Dziwnym wydaje się to,
że kręgi naukowe, postępowe środowiska polityczne, organizacje sektora
OZE i organizacje konsumenckie biernie się temu przyglądają, dając wolną rękę politykom
(niezależnie od ich czasami dobrych intencji) w takiej realizacji zobowiązań
unijnych w zakresie OZE, które prowadzą
do podnoszenia cen tylko po to, aby te stawały się źródłem bieżącego dofinansowania i
podtrzymania przy życiu energetyki węglowej. Jest to błędne koło i droga
donikąd, bo prowadzi do jednoczesnego upadku starej i braku możliwości rozwoju nowej
branży (braku realnej alternatywy) z coraz mniejszymi szansami na wyrwane się ze spirali nieefektywności i utraty konkurencyjności całej energetyki.
Subskrybuj:
Komentarze do posta (Atom)
4 komentarze:
bardzo ciekawe spostrzeżenia. i wychodzi na to, że nie zawsze wszystko jest takie jak się na pierwszy rzut oka wydaje. pozdrawiam budom
Ciekawy punkt widzenia. Na codzień mało gdzie można spotkać takie spostrzeżenia. Rzucił Pan nowe światło na wszystko.
Zapraszam - dofinansowanie fotowoltaika
Oczywiście czas pokaże czy się możemy cieszyć czy smucić, ale z OZE powinno być dobrze jeśli odpowiednio to będzie zarządzane. Program Prosument już został uruchomiony tylko szkoda że to program dla dużych graczy "udostępnienie z przeznaczeniem na zawieranie w 2015 umów kredytu wraz z dotacją wskazana we wnioskach nie może być niższa od 5 mln zł i wyższa od 20 mln zł."
Panie Olku, przede wszystkim dla dużych graczy z duża zdolnością finansową jest np. system aukcyjny, który jest wprowadzany w ustawie o OZE. Dużych graczy preferuje też obecny system zielonych certyfikatów.
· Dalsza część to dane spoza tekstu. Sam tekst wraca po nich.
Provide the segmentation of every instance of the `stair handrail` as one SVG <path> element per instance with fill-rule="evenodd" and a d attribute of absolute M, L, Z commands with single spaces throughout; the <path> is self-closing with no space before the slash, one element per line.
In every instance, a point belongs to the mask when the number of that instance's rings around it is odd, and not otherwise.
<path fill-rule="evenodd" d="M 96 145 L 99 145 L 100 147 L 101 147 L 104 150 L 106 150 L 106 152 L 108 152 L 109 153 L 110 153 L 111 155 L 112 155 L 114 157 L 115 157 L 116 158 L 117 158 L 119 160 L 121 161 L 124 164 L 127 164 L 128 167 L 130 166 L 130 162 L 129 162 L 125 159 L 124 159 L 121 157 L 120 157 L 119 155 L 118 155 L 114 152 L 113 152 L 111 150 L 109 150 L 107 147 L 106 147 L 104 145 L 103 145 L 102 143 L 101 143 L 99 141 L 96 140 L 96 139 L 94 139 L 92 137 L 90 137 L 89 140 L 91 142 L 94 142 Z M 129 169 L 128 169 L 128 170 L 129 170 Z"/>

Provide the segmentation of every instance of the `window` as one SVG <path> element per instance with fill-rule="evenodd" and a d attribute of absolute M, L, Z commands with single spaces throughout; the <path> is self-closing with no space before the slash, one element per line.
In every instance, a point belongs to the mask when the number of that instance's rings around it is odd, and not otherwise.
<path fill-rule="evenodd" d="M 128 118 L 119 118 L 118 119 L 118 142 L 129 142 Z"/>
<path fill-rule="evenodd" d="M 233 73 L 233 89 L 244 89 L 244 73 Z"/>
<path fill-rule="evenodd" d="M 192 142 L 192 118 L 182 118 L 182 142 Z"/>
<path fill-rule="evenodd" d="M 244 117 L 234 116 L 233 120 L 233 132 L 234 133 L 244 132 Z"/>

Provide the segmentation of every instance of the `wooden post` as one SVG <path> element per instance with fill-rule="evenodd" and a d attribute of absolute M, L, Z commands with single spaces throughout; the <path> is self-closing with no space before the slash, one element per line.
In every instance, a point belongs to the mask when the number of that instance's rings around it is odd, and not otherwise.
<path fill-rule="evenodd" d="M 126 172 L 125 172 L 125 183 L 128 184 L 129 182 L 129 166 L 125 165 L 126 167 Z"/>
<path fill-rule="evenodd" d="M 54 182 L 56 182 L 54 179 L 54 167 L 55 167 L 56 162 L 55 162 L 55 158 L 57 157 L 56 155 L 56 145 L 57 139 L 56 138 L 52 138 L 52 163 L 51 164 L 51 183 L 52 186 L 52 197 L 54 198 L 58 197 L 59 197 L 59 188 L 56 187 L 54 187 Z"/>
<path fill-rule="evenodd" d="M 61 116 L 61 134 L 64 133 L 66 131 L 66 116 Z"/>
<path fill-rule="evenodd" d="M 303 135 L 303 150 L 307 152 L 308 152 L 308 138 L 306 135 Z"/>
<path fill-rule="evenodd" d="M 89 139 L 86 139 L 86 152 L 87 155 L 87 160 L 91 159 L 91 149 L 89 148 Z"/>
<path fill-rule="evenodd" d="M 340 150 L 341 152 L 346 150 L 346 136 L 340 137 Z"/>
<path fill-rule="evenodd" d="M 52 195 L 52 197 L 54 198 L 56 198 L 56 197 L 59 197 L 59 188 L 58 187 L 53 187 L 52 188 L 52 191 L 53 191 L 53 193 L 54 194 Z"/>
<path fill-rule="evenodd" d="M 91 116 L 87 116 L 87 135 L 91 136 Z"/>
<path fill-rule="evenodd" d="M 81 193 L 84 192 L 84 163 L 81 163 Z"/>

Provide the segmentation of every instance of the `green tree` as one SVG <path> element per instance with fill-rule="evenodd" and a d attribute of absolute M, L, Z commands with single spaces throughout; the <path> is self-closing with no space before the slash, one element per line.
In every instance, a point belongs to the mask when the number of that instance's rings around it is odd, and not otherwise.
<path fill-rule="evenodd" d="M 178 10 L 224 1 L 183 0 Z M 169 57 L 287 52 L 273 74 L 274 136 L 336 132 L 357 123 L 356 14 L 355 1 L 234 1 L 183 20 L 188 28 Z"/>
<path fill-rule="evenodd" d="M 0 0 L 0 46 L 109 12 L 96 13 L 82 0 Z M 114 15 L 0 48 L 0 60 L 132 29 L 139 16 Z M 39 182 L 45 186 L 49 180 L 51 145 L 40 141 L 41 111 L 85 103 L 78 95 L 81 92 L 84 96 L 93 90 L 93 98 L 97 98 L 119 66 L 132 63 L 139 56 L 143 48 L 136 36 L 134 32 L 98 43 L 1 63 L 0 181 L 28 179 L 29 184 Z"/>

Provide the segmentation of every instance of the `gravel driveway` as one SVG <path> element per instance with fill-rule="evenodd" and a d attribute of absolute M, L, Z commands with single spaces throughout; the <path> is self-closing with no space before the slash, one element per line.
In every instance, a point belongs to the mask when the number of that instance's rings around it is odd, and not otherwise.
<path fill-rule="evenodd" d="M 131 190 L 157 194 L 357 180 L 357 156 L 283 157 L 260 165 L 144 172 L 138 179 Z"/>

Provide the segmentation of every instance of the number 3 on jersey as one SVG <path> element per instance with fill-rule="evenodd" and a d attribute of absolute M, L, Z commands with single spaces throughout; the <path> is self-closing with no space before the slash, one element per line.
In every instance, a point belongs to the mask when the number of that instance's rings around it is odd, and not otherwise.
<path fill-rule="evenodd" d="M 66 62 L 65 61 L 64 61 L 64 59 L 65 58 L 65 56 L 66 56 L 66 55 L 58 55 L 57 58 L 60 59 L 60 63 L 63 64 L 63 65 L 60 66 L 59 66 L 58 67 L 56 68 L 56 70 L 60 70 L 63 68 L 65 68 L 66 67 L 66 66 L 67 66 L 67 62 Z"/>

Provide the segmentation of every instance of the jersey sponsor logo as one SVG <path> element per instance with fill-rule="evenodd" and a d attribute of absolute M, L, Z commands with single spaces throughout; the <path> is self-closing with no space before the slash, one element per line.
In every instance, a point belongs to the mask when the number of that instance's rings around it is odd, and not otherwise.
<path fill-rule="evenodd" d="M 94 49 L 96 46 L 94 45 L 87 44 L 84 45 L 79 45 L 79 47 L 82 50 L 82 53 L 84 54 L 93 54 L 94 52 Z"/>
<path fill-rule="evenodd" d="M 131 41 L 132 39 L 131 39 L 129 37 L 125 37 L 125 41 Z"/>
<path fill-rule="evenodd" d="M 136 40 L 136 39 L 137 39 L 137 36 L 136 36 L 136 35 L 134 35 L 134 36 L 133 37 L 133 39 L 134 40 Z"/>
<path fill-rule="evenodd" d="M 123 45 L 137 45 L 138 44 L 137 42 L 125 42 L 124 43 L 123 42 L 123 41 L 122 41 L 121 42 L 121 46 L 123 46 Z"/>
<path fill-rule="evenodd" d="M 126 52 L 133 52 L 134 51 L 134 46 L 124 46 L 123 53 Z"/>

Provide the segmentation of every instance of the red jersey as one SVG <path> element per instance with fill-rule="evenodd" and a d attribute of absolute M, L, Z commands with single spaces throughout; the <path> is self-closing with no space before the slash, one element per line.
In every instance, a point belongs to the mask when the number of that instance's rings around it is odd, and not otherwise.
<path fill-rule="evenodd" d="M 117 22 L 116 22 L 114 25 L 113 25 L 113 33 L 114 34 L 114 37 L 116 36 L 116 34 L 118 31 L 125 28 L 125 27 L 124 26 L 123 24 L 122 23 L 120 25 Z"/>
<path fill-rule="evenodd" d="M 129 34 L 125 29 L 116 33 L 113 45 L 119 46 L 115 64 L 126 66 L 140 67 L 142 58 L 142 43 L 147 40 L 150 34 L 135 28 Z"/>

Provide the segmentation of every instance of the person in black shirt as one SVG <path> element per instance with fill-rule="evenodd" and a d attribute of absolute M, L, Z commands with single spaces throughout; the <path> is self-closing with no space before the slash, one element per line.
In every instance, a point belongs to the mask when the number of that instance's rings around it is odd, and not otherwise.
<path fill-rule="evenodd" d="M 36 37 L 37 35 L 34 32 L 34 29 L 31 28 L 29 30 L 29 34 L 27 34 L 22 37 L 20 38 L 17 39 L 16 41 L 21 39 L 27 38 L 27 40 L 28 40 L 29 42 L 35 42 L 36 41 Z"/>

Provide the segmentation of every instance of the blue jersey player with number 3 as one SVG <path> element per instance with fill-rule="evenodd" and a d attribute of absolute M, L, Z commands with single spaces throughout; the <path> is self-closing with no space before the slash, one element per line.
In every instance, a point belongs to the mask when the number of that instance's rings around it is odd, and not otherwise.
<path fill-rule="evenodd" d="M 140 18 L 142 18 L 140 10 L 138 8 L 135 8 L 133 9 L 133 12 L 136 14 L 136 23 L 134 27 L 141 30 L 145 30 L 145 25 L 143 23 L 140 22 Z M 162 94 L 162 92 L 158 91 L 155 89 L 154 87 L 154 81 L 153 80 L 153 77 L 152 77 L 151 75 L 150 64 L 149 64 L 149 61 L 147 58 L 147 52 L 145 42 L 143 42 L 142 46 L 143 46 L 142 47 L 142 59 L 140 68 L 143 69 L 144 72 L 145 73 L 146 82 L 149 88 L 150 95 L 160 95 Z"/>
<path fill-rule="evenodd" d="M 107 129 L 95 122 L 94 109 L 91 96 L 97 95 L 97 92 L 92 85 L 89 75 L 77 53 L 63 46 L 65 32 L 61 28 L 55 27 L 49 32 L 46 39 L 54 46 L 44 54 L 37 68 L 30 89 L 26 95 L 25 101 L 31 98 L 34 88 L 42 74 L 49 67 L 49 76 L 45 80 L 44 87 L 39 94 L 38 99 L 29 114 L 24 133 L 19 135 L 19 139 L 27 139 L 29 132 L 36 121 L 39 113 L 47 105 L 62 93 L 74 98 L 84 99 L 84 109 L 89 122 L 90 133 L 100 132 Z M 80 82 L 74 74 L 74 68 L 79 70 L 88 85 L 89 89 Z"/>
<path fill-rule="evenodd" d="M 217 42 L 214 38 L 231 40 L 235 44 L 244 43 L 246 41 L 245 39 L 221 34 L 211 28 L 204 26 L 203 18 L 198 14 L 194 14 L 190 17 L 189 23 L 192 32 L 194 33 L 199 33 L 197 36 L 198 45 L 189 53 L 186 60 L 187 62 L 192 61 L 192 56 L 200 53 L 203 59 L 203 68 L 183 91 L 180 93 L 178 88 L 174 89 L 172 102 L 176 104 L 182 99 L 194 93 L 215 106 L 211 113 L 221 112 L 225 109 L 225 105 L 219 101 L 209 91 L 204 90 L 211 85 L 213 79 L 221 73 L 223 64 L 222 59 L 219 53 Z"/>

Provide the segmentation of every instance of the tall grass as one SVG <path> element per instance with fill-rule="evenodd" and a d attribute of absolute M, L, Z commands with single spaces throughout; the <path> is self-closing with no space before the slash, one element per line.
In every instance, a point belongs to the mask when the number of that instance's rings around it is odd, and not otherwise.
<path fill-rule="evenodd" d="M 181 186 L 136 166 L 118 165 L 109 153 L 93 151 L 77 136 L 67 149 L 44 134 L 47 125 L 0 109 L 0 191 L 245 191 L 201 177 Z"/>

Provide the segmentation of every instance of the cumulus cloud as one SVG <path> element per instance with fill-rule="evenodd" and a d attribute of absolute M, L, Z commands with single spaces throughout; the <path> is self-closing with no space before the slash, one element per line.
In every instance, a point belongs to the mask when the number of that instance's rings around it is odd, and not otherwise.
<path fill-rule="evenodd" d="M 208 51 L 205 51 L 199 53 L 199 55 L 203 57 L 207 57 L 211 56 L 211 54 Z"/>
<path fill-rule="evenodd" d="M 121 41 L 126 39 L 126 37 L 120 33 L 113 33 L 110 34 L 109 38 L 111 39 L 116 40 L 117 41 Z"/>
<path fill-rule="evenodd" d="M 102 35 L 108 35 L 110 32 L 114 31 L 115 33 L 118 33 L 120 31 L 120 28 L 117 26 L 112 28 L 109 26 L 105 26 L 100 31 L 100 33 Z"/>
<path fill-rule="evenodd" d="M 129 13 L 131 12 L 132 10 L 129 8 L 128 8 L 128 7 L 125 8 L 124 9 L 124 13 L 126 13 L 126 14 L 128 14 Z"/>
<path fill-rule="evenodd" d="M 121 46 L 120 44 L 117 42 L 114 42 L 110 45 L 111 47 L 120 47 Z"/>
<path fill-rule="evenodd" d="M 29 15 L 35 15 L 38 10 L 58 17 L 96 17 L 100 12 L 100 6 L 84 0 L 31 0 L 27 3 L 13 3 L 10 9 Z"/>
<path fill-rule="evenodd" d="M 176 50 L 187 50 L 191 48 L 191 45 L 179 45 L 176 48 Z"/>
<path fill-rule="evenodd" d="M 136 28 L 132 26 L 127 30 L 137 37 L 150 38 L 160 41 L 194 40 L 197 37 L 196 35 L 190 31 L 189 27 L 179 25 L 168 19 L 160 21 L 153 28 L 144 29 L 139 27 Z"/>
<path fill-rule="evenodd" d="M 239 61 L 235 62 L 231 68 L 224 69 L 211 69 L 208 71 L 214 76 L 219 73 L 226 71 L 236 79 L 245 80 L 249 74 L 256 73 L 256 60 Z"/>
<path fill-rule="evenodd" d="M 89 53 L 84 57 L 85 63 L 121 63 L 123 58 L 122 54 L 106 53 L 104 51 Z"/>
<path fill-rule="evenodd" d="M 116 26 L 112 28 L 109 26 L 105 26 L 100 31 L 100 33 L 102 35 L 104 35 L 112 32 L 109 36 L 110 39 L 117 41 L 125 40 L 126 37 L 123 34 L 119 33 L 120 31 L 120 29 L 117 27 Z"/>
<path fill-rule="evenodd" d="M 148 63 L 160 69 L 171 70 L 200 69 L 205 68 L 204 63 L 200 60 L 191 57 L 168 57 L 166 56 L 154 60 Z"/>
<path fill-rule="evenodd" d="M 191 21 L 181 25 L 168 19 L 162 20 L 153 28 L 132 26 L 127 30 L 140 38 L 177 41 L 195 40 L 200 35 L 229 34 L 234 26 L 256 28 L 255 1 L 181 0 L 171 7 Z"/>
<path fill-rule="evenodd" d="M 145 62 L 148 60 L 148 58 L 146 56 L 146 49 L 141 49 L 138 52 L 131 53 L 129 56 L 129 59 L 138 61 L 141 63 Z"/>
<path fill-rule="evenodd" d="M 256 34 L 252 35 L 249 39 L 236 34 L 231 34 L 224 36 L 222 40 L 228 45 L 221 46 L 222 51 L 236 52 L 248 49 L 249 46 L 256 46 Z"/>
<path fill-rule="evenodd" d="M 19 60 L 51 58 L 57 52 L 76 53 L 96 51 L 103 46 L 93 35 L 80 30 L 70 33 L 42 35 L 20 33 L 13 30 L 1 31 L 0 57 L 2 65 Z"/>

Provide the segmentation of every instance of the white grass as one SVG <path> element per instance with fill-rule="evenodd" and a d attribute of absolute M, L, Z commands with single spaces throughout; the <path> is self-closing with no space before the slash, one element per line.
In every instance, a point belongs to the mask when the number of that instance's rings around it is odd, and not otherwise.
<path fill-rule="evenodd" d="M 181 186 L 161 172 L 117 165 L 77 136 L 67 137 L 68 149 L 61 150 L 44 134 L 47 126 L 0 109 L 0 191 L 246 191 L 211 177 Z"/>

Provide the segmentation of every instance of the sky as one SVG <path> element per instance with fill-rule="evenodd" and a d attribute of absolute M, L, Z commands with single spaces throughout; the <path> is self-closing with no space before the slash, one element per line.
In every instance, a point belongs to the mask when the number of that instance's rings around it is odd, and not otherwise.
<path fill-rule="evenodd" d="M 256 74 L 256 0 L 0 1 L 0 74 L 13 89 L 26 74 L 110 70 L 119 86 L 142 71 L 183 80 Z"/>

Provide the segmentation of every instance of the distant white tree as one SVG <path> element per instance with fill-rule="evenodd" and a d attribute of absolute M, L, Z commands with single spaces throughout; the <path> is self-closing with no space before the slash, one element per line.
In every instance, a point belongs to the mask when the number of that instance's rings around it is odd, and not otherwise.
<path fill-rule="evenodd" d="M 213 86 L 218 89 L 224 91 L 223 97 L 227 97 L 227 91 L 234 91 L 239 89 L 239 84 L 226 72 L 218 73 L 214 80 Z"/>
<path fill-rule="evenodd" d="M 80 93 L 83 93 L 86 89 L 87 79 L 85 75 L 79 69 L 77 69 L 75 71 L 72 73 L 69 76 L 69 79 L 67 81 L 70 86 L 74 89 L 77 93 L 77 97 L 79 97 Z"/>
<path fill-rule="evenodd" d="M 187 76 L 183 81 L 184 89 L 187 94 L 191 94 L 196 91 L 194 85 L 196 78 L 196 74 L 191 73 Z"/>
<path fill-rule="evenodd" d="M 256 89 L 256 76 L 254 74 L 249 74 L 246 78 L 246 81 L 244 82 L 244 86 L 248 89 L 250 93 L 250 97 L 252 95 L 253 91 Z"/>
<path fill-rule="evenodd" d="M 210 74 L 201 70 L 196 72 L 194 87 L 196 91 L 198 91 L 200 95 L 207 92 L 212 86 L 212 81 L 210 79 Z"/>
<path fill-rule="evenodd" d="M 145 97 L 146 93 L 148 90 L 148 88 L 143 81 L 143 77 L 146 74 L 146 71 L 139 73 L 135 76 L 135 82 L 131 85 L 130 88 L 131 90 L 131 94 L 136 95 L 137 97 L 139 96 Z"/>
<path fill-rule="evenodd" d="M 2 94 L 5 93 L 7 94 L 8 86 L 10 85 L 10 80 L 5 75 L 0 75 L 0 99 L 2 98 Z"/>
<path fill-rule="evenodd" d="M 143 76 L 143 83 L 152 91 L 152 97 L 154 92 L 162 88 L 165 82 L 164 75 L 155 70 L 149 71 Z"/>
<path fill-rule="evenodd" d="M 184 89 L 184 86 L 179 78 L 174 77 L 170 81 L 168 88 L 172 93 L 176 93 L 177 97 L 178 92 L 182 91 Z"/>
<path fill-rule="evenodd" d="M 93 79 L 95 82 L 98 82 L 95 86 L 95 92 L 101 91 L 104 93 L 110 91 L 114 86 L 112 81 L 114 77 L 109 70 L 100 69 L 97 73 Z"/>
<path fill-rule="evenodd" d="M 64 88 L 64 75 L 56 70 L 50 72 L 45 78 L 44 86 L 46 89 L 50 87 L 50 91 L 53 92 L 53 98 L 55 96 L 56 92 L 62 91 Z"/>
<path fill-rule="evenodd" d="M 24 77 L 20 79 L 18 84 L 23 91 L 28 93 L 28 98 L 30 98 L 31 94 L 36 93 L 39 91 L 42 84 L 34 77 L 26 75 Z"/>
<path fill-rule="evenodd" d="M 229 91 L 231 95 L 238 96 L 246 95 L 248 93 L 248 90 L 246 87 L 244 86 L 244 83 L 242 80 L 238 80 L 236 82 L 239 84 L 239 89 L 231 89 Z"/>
Program PROSUMENT jest wybitnie dla małych graczy i to potwierdzam. Kwoty, które Pan przytoczył dotyczą wymogów stawianym bankom w procesie trwającego właśnie ich naboru jako instytucji pośredniczących w dystrybucji środków NFOŚiWG na małe projekty, z których największe nie mogą przekraczać kwoty 300 tys zł.